By Maxime Dahirel, Stefano Masier, David RENAULT, Dries Bonte

Posted 18 Mar 2019
bioRxiv DOI: 10.1101/581116 (published DOI: 10.1242/jeb.203596)

Dispersing individuals are expected to encounter costs during transfer and in the novel environment, and may also have experienced stress in their natal patch. Given this, a non-random subset of the population should engage in dispersal and eventually show divergent stress-related responses towards new conditions. Dispersal allows escape from stress, but is equally subjecting individuals to it. Physiological shifts expressed in the metabolome form a major part of responses to stress exposure and are expected to be associated with the dispersal phenotype, thereby shaping physiological dispersal syndromes. We analyzed how metabolic profiles and life-history traits varied between dispersers and residents of the model two-spotted spider mite Tetranychus urticae, and whether and how these syndromes varied with exposure to a stressful new host plant (tomato). Regardless of the effect of host plant, we found a physiological dispersal syndrome where, relative to philopatric individuals, dispersers were characterized by lower leaf consumption rates and a lower concentration of several amino acids, indicating a potential dispersal-foraging trade-off. As a possible consequence of this lower food intake, dispersers also showed a lower reproductive performance. Responses to tomato exposure were consistent with this plant being a stressor for Tetranychus urticae, including reduced fecundity and reduced feeding by mites.

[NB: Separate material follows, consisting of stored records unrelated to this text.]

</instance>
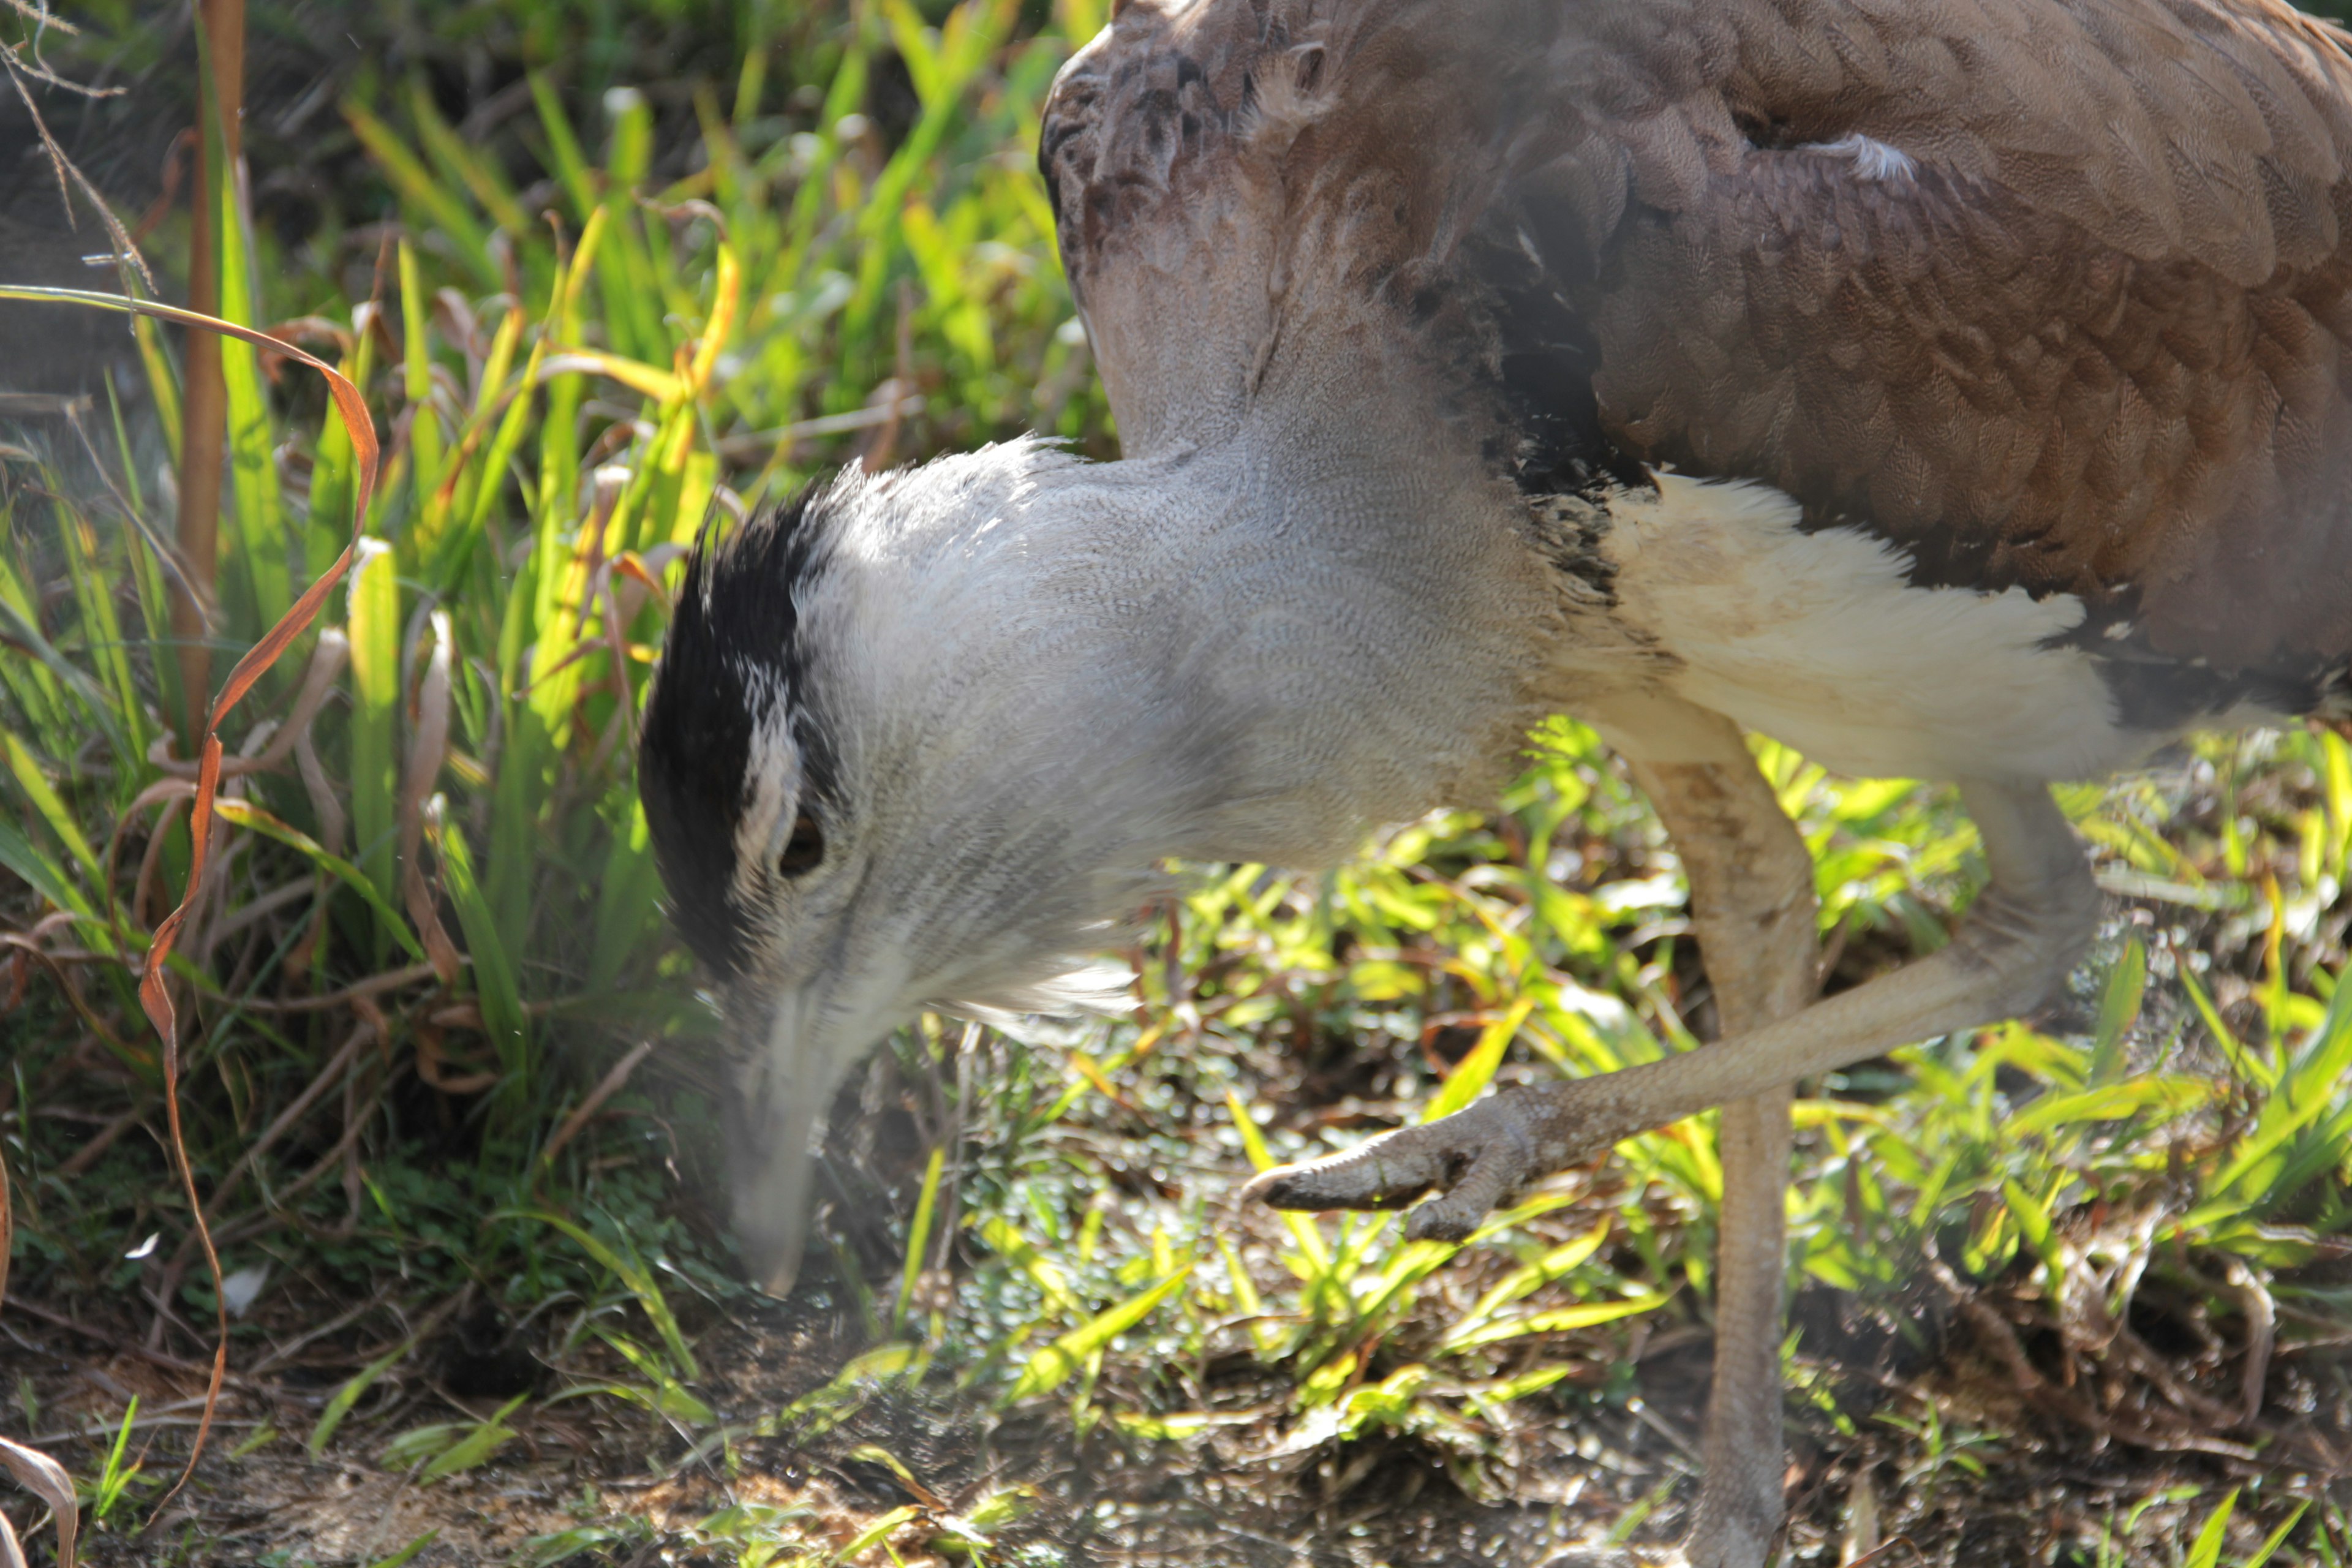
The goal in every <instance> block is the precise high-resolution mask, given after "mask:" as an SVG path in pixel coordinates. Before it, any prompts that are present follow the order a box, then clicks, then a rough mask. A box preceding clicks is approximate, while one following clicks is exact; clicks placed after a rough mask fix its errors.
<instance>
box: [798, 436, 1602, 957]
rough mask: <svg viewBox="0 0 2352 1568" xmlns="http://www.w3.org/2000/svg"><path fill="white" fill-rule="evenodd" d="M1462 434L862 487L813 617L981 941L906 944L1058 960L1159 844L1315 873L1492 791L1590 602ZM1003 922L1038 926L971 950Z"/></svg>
mask: <svg viewBox="0 0 2352 1568" xmlns="http://www.w3.org/2000/svg"><path fill="white" fill-rule="evenodd" d="M1376 435H1383V437H1385V440H1376ZM1437 447H1439V442H1437V440H1432V437H1430V435H1416V433H1409V430H1388V433H1376V430H1374V428H1371V425H1357V428H1348V425H1345V423H1341V421H1329V423H1324V425H1319V428H1305V430H1301V428H1289V430H1282V433H1254V430H1249V428H1247V425H1244V430H1240V433H1237V437H1235V440H1228V442H1218V444H1216V447H1211V449H1169V451H1162V454H1157V456H1152V458H1143V461H1124V463H1077V461H1073V458H1068V456H1061V454H1058V451H1054V449H1051V447H1044V444H1037V442H1014V444H1007V447H990V449H985V451H978V454H969V456H960V458H943V461H938V463H931V465H927V468H920V470H910V473H901V475H887V477H877V480H847V482H844V487H842V491H840V496H837V498H835V505H840V508H842V512H840V515H842V522H840V529H842V534H840V536H837V541H835V545H833V550H830V559H833V564H830V569H828V571H826V576H823V581H821V583H818V585H816V590H814V592H811V597H809V602H807V604H804V618H807V628H809V635H811V642H814V646H816V649H818V654H816V661H818V684H821V693H823V696H821V708H823V710H826V722H828V726H830V729H833V731H835V738H837V745H842V748H844V755H847V762H849V766H847V769H844V773H847V776H849V778H854V780H863V788H866V790H870V792H873V799H868V802H854V804H851V811H856V813H861V816H863V818H866V820H877V823H894V825H898V823H913V825H917V827H915V830H917V832H924V835H929V844H924V846H920V853H894V856H889V860H891V863H896V865H917V867H924V870H922V875H924V877H927V884H929V886H934V889H938V886H962V889H969V893H967V905H964V907H957V910H931V912H927V919H948V922H955V924H957V926H960V929H962V931H960V938H957V940H950V943H929V940H913V943H910V945H913V947H917V950H920V947H934V950H941V947H957V950H960V952H964V954H967V957H969V959H971V969H974V971H990V966H995V969H997V971H1002V969H1004V966H1007V961H1011V964H1014V966H1016V969H1033V964H1025V961H1018V954H1021V952H1033V954H1037V957H1044V954H1042V947H1054V945H1061V957H1068V954H1070V952H1077V950H1084V947H1098V945H1101V922H1105V919H1112V917H1115V914H1117V912H1124V910H1131V907H1134V900H1136V898H1138V893H1141V891H1143V889H1145V886H1148V884H1150V879H1152V867H1155V863H1157V860H1160V858H1167V856H1178V858H1197V860H1270V863H1282V865H1319V863H1329V860H1336V858H1341V856H1345V853H1350V851H1352V849H1355V846H1357V844H1359V842H1362V835H1364V832H1367V830H1369V827H1376V825H1381V823H1392V820H1404V818H1411V816H1418V813H1423V811H1428V809H1432V806H1437V804H1449V802H1475V799H1484V797H1486V795H1489V792H1491V788H1494V785H1496V780H1498V778H1503V776H1508V771H1512V757H1515V752H1517V748H1519V743H1522V736H1524V729H1526V724H1529V722H1531V719H1536V717H1538V715H1541V708H1543V684H1545V668H1548V665H1545V649H1552V646H1557V642H1559V625H1562V614H1564V609H1562V590H1559V581H1557V574H1552V571H1550V569H1548V567H1545V562H1543V555H1541V550H1538V548H1536V543H1534V538H1531V531H1529V520H1526V512H1524V510H1522V505H1519V503H1517V498H1515V496H1512V494H1510V489H1508V487H1503V484H1496V482H1494V480H1489V477H1484V475H1482V473H1477V470H1475V465H1470V463H1463V461H1458V458H1451V456H1446V454H1444V451H1439V449H1437ZM1265 454H1279V456H1265ZM828 646H854V649H856V656H844V658H837V661H828V658H826V656H823V649H828ZM826 665H830V668H826ZM1007 842H1018V844H1021V851H1018V853H1002V846H1004V844H1007ZM993 846H995V849H993ZM1007 867H1018V872H1011V870H1007ZM1009 875H1018V879H1021V882H1023V886H1007V884H1004V879H1007V877H1009ZM873 891H875V893H880V898H873V903H875V907H880V910H889V907H894V905H896V907H910V905H913V903H915V900H913V898H910V900H894V898H891V896H889V889H873ZM1007 910H1018V912H1023V917H1025V919H1021V926H1023V931H1004V938H1002V940H978V943H974V936H971V933H974V929H978V926H983V924H985V922H988V919H997V917H1002V912H1007ZM908 936H910V938H915V936H920V933H913V931H910V933H908ZM929 936H934V938H936V936H946V933H938V931H934V933H929ZM1030 978H1035V980H1044V978H1047V976H1044V973H1033V976H1025V978H1023V980H1018V983H1016V985H1021V983H1030ZM938 980H941V983H950V978H948V976H941V978H938ZM1009 999H1011V1001H1016V997H1009Z"/></svg>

Tomato-exposed mites laid larger eggs, which can be interpreted as a plastic response to food stress, increasing the likelihood of survival to maturity. Contrary to what could be expected from the costs of dispersal and stress resistance and from previous meta-population level studies, there was no interaction between dispersal status and host plant for any of the examined traits, indicating that the impacts of a new stressful host plant are equally incurred by residents and dispersers. We thus provide novel insights in the processes that shape dispersal and the putative feedbacks on ecological dynamics in spatially structured populations.